Clearly, those convening public dialogues like city council meetings must, of necessity, take steps to ensure that the space is safe for all to participate, and the unruly behavior of some could make the space unsafe for others. That said, it remains to be seen whether the particular reforms put forward in Rhode Island will meaningfully improve public participation there. It would be hard to justify not involving the public as participants in meetings open to the public, so it seems more productive to have some rules for participation than to prohibit such participation entirely.
But elected officials in Rhode Island ought to consider whether their system for involving (or, in some cases, not involving) the public has, in a way, catalyzed or provoked some of the questionable behavior exhibited by the participants. For instance, if a member of the public wanted to have an audience with elected officials but had to wait hours for a few minutes of time, or if the public had previously not had a chance to address elected officials at all, it would make sense that they would feel frustration, anger, and other negative emotions that might come out when they addressed the government.

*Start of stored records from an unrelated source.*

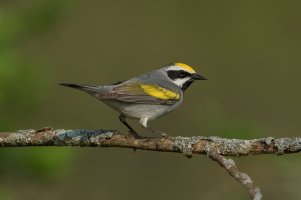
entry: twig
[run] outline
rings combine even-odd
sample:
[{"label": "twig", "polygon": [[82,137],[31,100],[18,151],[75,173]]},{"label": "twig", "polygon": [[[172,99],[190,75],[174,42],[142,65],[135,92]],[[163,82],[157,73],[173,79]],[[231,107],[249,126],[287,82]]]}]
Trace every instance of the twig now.
[{"label": "twig", "polygon": [[238,171],[234,160],[221,156],[215,149],[208,150],[208,156],[218,162],[235,180],[240,182],[253,200],[261,200],[262,194],[260,189],[255,186],[248,174]]},{"label": "twig", "polygon": [[187,157],[193,154],[207,154],[217,161],[231,176],[239,181],[252,199],[261,199],[261,193],[251,178],[239,172],[234,161],[224,156],[246,156],[249,154],[283,155],[301,151],[301,138],[272,137],[241,140],[220,137],[152,137],[135,138],[113,130],[20,130],[0,133],[0,147],[25,146],[91,146],[123,147],[149,151],[183,153]]}]

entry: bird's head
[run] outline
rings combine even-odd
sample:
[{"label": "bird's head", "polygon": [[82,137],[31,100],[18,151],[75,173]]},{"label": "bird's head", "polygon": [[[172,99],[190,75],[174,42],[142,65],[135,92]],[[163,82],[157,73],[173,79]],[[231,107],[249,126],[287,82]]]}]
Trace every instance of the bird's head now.
[{"label": "bird's head", "polygon": [[191,66],[184,63],[169,64],[165,67],[165,72],[170,81],[179,86],[183,91],[196,80],[207,80],[204,76],[196,73]]}]

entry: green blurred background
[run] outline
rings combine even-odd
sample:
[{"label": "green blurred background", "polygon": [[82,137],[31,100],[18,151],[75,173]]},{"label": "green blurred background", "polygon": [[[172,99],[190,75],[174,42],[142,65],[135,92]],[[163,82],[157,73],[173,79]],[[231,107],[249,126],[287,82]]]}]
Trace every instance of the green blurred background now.
[{"label": "green blurred background", "polygon": [[[209,80],[189,88],[184,104],[154,127],[182,136],[299,136],[300,6],[273,0],[2,0],[0,131],[126,131],[116,112],[58,83],[106,84],[177,61]],[[0,160],[5,200],[248,199],[206,156],[47,147],[0,149]],[[301,198],[300,155],[235,160],[265,199]]]}]

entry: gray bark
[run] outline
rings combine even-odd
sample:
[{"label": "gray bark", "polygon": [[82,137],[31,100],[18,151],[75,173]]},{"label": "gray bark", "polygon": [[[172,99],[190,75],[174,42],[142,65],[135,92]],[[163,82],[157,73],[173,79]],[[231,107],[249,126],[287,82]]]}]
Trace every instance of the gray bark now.
[{"label": "gray bark", "polygon": [[251,199],[259,200],[262,198],[260,189],[246,173],[239,172],[232,159],[224,156],[297,153],[301,151],[301,138],[268,137],[252,140],[216,136],[135,138],[131,134],[122,134],[114,130],[54,130],[49,127],[37,131],[19,130],[0,133],[0,147],[25,146],[121,147],[183,153],[189,158],[193,154],[206,154],[239,181]]}]

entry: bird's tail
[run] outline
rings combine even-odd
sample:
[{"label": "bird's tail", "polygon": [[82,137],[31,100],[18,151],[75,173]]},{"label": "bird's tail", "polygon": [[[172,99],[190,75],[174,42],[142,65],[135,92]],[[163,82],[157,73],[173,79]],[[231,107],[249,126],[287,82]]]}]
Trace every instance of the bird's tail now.
[{"label": "bird's tail", "polygon": [[82,90],[82,91],[85,91],[85,92],[88,92],[88,93],[97,93],[102,89],[99,86],[81,85],[81,84],[74,84],[74,83],[60,83],[60,85],[65,86],[65,87],[78,89],[78,90]]}]

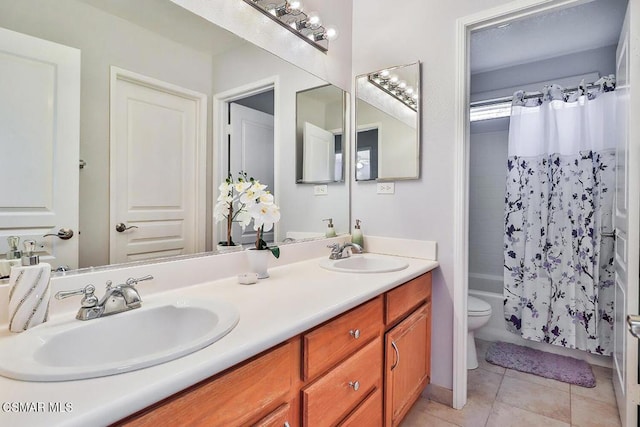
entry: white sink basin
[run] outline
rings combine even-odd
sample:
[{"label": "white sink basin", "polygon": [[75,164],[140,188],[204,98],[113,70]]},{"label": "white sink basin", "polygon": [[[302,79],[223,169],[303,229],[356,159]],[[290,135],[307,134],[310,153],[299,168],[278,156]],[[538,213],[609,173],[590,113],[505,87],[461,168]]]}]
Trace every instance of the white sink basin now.
[{"label": "white sink basin", "polygon": [[94,320],[58,319],[0,340],[0,375],[65,381],[129,372],[200,350],[239,319],[226,302],[179,297]]},{"label": "white sink basin", "polygon": [[351,255],[344,259],[320,261],[320,267],[342,273],[388,273],[404,270],[408,266],[409,263],[401,259],[375,254]]}]

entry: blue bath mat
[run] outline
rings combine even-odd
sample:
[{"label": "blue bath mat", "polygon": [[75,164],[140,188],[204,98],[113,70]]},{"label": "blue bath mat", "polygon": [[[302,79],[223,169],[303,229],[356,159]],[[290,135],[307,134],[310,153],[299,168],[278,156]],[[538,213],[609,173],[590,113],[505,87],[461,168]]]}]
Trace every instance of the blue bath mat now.
[{"label": "blue bath mat", "polygon": [[489,346],[485,359],[494,365],[544,378],[582,387],[596,386],[596,378],[591,366],[584,360],[573,357],[498,341]]}]

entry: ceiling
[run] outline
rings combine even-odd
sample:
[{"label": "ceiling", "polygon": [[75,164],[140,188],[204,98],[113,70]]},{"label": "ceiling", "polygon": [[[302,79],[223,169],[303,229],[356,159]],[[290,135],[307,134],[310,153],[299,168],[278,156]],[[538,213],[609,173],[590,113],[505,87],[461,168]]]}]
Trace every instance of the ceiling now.
[{"label": "ceiling", "polygon": [[627,3],[628,0],[594,0],[513,21],[503,28],[474,31],[471,73],[617,44]]}]

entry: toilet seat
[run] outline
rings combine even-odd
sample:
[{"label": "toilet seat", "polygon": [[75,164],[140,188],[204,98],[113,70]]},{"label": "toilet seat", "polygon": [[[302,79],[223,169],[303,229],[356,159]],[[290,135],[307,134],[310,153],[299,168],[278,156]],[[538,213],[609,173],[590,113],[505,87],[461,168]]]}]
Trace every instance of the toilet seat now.
[{"label": "toilet seat", "polygon": [[468,295],[467,298],[467,314],[469,316],[486,316],[491,314],[491,305],[480,298]]}]

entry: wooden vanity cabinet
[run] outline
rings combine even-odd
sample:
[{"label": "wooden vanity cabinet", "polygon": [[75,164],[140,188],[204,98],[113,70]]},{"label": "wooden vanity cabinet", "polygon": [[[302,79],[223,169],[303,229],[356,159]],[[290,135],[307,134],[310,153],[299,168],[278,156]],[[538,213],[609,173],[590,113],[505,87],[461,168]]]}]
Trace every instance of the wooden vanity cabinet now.
[{"label": "wooden vanity cabinet", "polygon": [[431,273],[387,292],[385,426],[400,424],[431,377]]},{"label": "wooden vanity cabinet", "polygon": [[292,339],[117,425],[233,427],[287,422],[294,427],[299,425],[299,389],[300,340]]},{"label": "wooden vanity cabinet", "polygon": [[117,425],[397,426],[430,380],[431,273]]}]

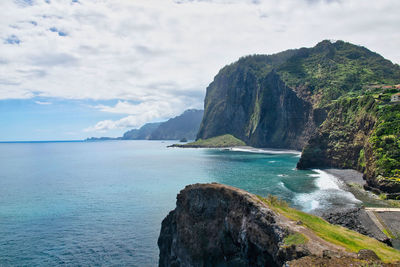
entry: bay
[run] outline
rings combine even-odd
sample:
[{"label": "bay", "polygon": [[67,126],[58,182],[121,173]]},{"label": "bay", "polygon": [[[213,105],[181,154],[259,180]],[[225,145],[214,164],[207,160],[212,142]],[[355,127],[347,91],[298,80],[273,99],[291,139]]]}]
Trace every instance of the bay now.
[{"label": "bay", "polygon": [[359,202],[299,153],[173,141],[0,143],[0,265],[156,266],[162,219],[192,183],[278,195],[308,212]]}]

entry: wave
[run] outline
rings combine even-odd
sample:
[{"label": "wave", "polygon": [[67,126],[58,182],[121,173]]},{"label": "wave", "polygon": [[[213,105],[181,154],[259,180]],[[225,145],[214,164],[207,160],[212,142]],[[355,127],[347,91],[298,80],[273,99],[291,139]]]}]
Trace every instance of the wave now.
[{"label": "wave", "polygon": [[272,148],[255,148],[255,147],[231,147],[230,151],[236,152],[250,152],[250,153],[261,153],[261,154],[296,154],[296,157],[300,157],[301,152],[296,150],[285,150],[285,149],[272,149]]},{"label": "wave", "polygon": [[317,189],[311,193],[298,194],[294,204],[302,207],[307,212],[326,211],[330,208],[355,207],[361,203],[355,196],[344,190],[344,184],[335,176],[322,170],[313,170],[314,184]]}]

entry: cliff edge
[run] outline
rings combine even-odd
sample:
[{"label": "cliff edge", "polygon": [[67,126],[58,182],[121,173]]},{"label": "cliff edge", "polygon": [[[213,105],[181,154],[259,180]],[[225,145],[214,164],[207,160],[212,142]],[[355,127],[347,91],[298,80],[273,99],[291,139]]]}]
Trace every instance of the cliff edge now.
[{"label": "cliff edge", "polygon": [[[292,211],[275,198],[263,199],[230,186],[189,185],[162,222],[159,266],[282,266],[289,262],[296,266],[300,258],[310,263],[316,258],[322,262],[334,258],[361,266],[370,261],[382,263],[376,254],[386,257],[384,261],[387,257],[400,260],[400,254],[383,243]],[[316,224],[322,236],[314,231]],[[355,248],[342,246],[342,241],[328,242],[325,235],[331,231],[346,242],[357,240]],[[361,251],[357,255],[367,247],[376,248],[376,254]],[[367,259],[365,254],[372,256]]]}]

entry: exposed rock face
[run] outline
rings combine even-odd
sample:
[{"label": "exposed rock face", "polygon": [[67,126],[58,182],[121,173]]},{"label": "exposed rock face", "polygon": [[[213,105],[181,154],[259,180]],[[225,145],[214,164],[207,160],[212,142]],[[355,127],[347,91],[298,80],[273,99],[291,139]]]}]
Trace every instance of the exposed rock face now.
[{"label": "exposed rock face", "polygon": [[207,88],[205,107],[197,138],[232,134],[255,147],[301,149],[315,130],[311,104],[275,71],[261,80],[246,69],[222,72]]},{"label": "exposed rock face", "polygon": [[[336,167],[364,171],[372,168],[368,139],[375,118],[368,112],[375,106],[372,97],[335,104],[318,131],[304,147],[297,168]],[[360,152],[362,157],[360,157]],[[367,173],[372,171],[367,170]]]},{"label": "exposed rock face", "polygon": [[162,222],[159,266],[282,266],[310,254],[305,246],[282,246],[291,232],[254,195],[190,185]]},{"label": "exposed rock face", "polygon": [[243,57],[208,86],[197,138],[231,134],[254,147],[306,146],[298,168],[360,170],[369,187],[400,198],[400,105],[377,107],[385,97],[375,100],[370,86],[399,82],[398,65],[343,41]]}]

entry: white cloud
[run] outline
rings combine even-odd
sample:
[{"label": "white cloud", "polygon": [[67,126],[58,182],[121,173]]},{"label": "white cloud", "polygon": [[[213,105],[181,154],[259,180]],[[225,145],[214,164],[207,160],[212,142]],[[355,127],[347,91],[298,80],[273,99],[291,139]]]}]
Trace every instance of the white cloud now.
[{"label": "white cloud", "polygon": [[398,0],[2,0],[0,10],[0,99],[121,99],[97,108],[137,122],[142,106],[200,106],[218,70],[246,54],[342,39],[400,63]]},{"label": "white cloud", "polygon": [[47,102],[47,101],[35,101],[36,104],[38,105],[51,105],[51,102]]},{"label": "white cloud", "polygon": [[112,121],[104,120],[98,122],[96,125],[86,128],[85,132],[93,131],[108,131],[115,129],[125,128],[138,128],[146,122],[155,119],[166,119],[172,117],[180,112],[183,103],[179,99],[174,101],[148,101],[140,104],[131,104],[128,101],[118,101],[115,106],[97,105],[94,108],[103,112],[129,114],[129,116],[122,119]]}]

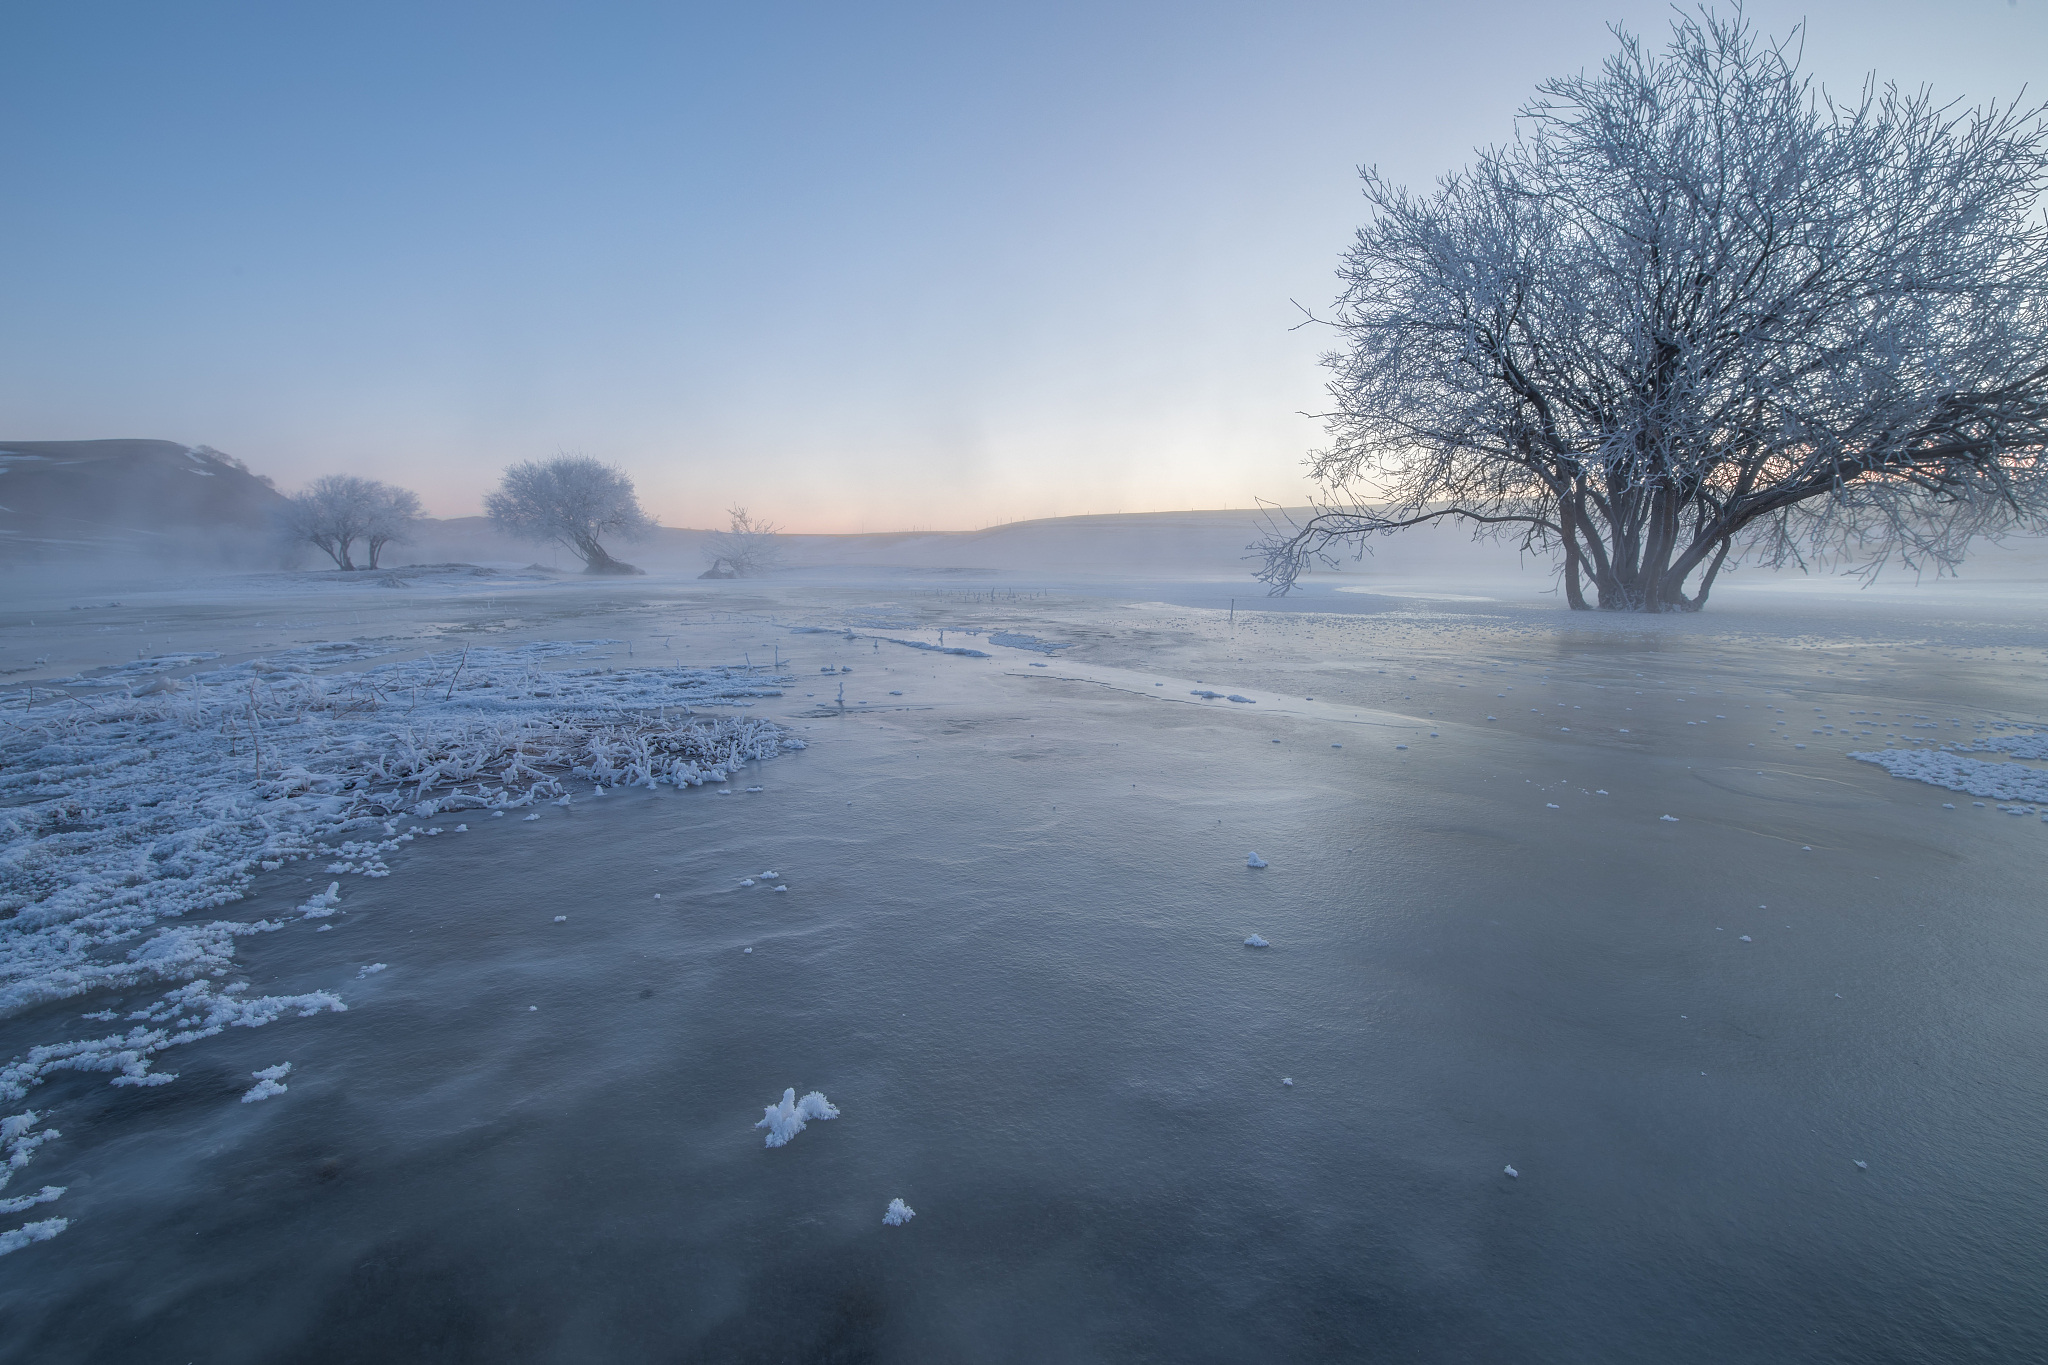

So, it is incumbent upon any elected body not simply to create a system whereby a person can participate in meetings of the City Council (subject to rules that keep the forum safe and open to all), but also to develop other channels for the public to communicate with its elected officials–in-person, online, with one another, and so on. Doing so would not only placate those upset by the limits placed on their public participation. It would also give more people a chance to participate, thereby giving elected officials a clearer sense of how their constituents feel about an issue, so that the eventual public policy better suits the community and lasts longer or withstands future challenges.